The report makes a number of recommendations - not least a national Money Guidance service that should be governed by the principles of impartiality, supportiveness, crisis prevention, universality, as well as being sales-free.
The service should focus on giving people information and guidance on budgeting, saving and borrowing, protection, retirement planning, tax and welfare benefits, and jargon busting. It should stop short of recommending specific products, however.
The report goes on to say that the most appropriate way of delivering a Money Guidance service is a partnership model, with a central body to direct the strategy, set standards and deliver some services, but with much of the service actually delivered by accredited partner organisations which could include those who already do such a good job helping people with their money.

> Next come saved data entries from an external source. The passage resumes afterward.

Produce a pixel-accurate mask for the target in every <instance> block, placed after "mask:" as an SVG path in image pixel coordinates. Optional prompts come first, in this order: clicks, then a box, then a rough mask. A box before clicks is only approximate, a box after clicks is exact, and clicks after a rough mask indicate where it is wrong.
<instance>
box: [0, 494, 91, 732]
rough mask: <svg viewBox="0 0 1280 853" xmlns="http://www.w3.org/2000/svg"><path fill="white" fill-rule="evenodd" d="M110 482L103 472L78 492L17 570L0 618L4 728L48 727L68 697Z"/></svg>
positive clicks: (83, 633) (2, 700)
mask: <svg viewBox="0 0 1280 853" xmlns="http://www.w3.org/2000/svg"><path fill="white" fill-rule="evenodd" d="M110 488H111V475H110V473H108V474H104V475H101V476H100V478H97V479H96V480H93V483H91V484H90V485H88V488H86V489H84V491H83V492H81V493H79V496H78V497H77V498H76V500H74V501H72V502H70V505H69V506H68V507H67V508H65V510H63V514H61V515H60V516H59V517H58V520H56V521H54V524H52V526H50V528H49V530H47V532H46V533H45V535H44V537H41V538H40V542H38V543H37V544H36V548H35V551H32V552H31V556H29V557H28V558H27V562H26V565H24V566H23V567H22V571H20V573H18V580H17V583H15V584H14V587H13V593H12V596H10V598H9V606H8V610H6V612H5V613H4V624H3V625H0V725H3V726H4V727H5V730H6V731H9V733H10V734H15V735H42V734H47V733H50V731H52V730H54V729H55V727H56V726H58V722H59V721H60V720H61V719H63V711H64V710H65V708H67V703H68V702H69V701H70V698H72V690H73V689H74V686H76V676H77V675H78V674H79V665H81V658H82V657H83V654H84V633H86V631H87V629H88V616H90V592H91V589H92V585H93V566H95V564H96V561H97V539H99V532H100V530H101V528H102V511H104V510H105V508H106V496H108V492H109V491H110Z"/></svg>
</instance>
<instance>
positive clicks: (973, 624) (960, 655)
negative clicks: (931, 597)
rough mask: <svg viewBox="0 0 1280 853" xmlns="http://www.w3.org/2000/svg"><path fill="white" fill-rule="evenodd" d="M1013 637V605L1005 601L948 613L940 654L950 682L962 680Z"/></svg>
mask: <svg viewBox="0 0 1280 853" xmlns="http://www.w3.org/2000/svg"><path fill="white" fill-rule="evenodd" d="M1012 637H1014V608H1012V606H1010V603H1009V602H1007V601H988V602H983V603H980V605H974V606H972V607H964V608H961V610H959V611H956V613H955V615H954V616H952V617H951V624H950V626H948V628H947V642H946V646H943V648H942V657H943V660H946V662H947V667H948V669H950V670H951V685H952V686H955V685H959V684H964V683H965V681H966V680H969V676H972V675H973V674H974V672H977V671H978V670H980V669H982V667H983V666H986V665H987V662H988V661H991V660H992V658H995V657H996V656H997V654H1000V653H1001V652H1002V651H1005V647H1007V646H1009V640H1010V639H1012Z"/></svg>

The report adds that City watchdog, the Financial Services Authority (FSA), should take forward the national Money Guidance service project and that in view of the real benefits that would be delivered by such a service, the costs of providing the service should be equally split between the Government and the financial services industry. The industry's share should be raised via a levy, with contributors drawn from firms regulated by the FSA, consumer credit firms regulated by the Office of Fair Trading, and National Savings and Investment.
To ensure that the national Money Guidance service can be up and running as soon as possible, the report says the Government should set up a regional pathfinder service as soon as it has had the opportunity to consider this report. The Review believes a large-scale pathfinder that enabled the report's recommendations about the service to be thoroughly developed and road-tested should last around two years and would cost around £10-12 million.
Report author, Otto Thoresen said: "I believe that good money sense needs to be as much part of people's lives in the twenty-first century as healthy eating and keeping fit. 'Money Guidance' will help people deal with the money matters that shape their everyday lives budgeting their weekly or monthly spending, saving and borrowing, insuring and protecting themselves and their families, retirement planning, and understanding the technical language that we in the financial services industry too often use."